AWS will be using the same purpose-built hardware that it uses in its own data center regions for the Outposts services.

AWS Outposts is not the first time AWS has made hardware available to its customers, though it is the first in which compute hardware is being made available. The AWS Snowball service that has been available for the last few years provides AWS hardware for storage to help organizations transfer large amounts of data to the cloud.

How AWS Outposts Work

AWS is set to make AWS Outposts available in a manner that is nearly identical to how cloud instances in its public cloud are available. Organizations can choose what EC2 instance types and what storage options they want to run.

The Outpost system will be available in single server configurations and will also be scalable to multiple racks. The Outpost server system hardware itself is managed and maintained by AWS.

“AWS automatically operates, updates, and maintains the infrastructure management software, eliminating the overhead of regularly downloading new software, upgrading to new functionality, or applying security patches,” AWS stated. “For hardware upgrades, you can choose to have AWS perform the upgrades or have your own staff follow simple upgrade instructions.”

VMware Integration with AWS Outposts

In additional to the regular EC2 services, AWS is providing a VMware variant of Outposts that will enable organizations to run VMware Cloud on AWS locally. In that model, VMware’s virtualization services are available in a service consumption model, in an on-premises deployment running on AWS local hardware.

In a call with press, Mark Lohmeyer, Senior Vice-President and General Manager of the Cloud Platform business unit at VMware, explained what the new VMware variant of Outposts is all about.

“Two years ago, VMware and AWS came together in a partnership to help solve some fundamental challenges and we announced VMWare cloud on AWS, and it was really about bringing the core enterprise class benefits of VMware to the cloud and giving them that consistent environment between their private cloud and public cloud,” Lohmeyer said.

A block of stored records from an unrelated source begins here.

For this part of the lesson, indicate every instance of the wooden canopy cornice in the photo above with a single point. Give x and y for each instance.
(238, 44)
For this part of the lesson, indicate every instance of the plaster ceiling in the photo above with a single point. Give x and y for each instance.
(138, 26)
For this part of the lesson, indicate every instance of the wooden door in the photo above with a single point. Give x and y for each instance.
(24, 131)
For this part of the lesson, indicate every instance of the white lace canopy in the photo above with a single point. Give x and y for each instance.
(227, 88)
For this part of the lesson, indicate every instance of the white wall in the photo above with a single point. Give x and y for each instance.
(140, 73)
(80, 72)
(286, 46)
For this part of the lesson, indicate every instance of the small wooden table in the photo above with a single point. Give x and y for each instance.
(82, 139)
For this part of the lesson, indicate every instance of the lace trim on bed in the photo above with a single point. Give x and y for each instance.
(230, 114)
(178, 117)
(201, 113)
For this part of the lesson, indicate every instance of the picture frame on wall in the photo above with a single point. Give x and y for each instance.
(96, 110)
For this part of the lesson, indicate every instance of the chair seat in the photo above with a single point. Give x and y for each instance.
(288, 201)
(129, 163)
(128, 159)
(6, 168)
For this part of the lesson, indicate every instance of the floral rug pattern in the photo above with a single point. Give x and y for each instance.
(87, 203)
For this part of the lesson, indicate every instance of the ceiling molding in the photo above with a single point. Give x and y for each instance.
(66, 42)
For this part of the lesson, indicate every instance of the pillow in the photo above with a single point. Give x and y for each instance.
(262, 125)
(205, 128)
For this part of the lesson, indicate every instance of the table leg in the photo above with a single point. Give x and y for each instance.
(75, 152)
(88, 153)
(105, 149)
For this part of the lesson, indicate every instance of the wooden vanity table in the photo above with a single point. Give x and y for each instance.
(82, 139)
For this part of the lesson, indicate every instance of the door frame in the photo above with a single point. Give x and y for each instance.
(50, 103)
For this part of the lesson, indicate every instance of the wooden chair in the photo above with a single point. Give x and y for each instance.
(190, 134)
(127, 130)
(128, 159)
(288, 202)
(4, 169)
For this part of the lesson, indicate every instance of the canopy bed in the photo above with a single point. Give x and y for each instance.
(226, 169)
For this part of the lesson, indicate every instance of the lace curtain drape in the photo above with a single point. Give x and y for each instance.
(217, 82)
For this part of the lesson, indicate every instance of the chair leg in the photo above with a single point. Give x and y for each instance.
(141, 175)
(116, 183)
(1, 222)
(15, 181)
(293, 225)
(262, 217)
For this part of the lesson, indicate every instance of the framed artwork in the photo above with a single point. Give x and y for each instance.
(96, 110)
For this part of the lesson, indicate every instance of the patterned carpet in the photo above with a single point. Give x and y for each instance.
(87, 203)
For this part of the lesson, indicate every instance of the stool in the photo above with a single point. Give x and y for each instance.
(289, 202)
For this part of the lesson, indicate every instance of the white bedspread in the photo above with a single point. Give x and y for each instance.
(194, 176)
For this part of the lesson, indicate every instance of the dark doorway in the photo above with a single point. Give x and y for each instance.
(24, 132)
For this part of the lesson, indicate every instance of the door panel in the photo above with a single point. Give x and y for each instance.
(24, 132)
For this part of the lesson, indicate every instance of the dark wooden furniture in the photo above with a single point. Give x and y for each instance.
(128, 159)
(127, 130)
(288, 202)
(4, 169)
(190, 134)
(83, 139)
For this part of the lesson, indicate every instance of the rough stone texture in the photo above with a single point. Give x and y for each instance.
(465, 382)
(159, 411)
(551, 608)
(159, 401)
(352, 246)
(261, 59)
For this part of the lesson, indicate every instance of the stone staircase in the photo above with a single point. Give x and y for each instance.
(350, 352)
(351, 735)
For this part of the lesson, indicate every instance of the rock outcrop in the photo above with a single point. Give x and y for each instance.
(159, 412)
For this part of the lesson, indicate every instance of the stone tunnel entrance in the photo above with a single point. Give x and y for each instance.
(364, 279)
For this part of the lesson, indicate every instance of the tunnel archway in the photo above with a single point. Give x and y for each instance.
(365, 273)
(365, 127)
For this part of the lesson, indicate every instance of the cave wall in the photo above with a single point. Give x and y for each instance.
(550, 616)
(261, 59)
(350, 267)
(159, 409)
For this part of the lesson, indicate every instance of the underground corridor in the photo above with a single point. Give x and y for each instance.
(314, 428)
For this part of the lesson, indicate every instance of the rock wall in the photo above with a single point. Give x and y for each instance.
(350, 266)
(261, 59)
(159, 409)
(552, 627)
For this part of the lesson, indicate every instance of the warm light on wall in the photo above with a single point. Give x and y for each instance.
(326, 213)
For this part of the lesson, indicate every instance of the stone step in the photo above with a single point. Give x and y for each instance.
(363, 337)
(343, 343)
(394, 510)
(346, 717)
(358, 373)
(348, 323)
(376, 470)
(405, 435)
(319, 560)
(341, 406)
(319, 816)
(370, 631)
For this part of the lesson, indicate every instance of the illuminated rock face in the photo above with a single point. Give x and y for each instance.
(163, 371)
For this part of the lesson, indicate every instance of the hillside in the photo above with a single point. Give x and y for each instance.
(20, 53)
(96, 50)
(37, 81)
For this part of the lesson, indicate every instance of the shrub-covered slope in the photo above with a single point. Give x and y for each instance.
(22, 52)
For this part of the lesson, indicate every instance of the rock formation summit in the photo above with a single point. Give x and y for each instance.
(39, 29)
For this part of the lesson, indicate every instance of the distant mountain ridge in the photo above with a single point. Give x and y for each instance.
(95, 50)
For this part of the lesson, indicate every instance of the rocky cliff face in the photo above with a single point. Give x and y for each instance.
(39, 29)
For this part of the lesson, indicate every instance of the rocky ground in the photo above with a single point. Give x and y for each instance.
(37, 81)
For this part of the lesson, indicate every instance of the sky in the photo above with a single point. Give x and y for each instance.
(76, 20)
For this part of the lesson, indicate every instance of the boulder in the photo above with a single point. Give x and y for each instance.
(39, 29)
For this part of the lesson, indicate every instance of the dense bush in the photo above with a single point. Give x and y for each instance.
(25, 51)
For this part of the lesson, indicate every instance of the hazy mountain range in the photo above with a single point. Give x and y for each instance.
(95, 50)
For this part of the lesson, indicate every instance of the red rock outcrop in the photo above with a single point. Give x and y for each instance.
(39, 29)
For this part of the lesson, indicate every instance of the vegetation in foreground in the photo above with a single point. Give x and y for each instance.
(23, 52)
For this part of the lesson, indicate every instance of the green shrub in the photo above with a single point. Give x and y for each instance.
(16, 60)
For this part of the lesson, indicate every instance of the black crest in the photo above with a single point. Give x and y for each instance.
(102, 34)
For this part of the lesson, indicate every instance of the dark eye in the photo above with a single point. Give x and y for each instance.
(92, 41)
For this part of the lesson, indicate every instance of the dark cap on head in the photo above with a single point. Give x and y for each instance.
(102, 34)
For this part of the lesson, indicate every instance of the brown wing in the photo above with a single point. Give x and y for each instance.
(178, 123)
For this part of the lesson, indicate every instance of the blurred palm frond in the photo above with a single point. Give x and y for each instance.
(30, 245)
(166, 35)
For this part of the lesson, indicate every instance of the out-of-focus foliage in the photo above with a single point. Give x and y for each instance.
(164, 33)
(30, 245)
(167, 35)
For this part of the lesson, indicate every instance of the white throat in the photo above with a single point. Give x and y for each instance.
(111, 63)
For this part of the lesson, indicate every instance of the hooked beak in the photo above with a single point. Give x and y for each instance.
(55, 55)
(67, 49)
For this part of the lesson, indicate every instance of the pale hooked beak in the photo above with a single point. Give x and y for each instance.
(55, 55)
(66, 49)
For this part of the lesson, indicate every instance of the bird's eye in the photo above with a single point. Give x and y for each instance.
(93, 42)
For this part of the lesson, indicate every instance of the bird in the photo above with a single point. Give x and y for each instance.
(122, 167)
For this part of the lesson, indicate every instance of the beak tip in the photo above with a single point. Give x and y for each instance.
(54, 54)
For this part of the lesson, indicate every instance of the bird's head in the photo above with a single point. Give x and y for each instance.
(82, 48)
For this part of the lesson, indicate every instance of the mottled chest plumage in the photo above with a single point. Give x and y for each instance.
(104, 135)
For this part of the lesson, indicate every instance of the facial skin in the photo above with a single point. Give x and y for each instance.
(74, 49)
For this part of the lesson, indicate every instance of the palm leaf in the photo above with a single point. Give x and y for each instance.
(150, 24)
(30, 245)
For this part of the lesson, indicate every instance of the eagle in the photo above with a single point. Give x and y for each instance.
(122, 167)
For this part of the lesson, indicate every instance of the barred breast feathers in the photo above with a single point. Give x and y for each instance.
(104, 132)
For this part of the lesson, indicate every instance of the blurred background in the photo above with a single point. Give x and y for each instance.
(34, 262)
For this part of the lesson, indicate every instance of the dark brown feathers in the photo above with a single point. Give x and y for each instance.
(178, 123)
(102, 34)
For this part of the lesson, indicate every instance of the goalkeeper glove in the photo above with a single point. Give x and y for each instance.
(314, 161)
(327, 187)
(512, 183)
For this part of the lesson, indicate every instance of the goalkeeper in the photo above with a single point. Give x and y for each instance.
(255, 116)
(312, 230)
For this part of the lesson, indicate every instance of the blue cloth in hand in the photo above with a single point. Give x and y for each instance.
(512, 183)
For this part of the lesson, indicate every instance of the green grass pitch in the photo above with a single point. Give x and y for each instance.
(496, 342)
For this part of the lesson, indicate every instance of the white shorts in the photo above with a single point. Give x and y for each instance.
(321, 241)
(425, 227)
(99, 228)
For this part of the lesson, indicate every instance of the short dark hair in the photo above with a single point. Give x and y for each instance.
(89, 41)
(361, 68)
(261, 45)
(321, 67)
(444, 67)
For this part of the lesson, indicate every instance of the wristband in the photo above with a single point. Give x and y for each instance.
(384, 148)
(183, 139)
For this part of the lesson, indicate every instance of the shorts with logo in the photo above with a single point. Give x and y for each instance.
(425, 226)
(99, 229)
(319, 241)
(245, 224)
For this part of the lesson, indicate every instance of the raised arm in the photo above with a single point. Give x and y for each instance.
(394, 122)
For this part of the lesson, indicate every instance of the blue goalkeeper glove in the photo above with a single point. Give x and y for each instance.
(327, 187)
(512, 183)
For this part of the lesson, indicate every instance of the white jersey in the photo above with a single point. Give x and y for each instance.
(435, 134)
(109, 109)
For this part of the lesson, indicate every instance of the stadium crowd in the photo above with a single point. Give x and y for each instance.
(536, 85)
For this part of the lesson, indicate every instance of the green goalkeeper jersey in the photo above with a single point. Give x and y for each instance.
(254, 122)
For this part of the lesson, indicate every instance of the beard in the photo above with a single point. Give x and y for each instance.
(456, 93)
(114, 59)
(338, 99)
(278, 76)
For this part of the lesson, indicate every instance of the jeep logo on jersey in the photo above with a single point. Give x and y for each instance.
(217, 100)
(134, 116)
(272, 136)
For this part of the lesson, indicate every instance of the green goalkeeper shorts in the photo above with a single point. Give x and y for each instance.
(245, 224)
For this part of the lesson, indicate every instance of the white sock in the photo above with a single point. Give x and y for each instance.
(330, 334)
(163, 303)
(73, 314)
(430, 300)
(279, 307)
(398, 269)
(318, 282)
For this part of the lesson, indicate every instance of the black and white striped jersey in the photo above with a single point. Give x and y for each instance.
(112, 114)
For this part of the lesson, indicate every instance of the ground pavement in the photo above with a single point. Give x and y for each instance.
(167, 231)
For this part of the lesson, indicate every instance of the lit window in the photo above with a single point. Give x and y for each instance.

“What we announced today between the two companies, you can think about it really as the next major step in that journey in that vision of delivering our joint customers completely consistent hybrid cloud architecture across these different scenarios,” Lohmeyer continued.

“Effectively, what it is that we’re delivering is the same complete VMware Software Defined data center stack as a service that we have enabled running previously on the public cloud. We’re now enabling that exact same service, the same rich set of capabilities, delivered as a VMware cloud service to our customers, but running on prem, on the AWS outpost, on bare metal infrastructure,” he added.

Lohmeyer emphasized that VMware for AWS Outposts is just another hardware deployment option for VMware customers, and it does not displace the company’s existing server hardware partnerships with other vendors, including Dell EMC, HPE and others.

In response to a question from ServerWatch, Lohmeyer explained that core VMware vSphere capabilities such as the ability to vMotion transfer workloads are fully supported, enabling users to dynamically move workloads from existing on-premises VMware deployments to AWS Outpost deployments.

“Literally every enterprise class feature  customers have come to depend on from the VMware software platform, they will be able to take advantage of in a completely consistent way in their data center,” he said.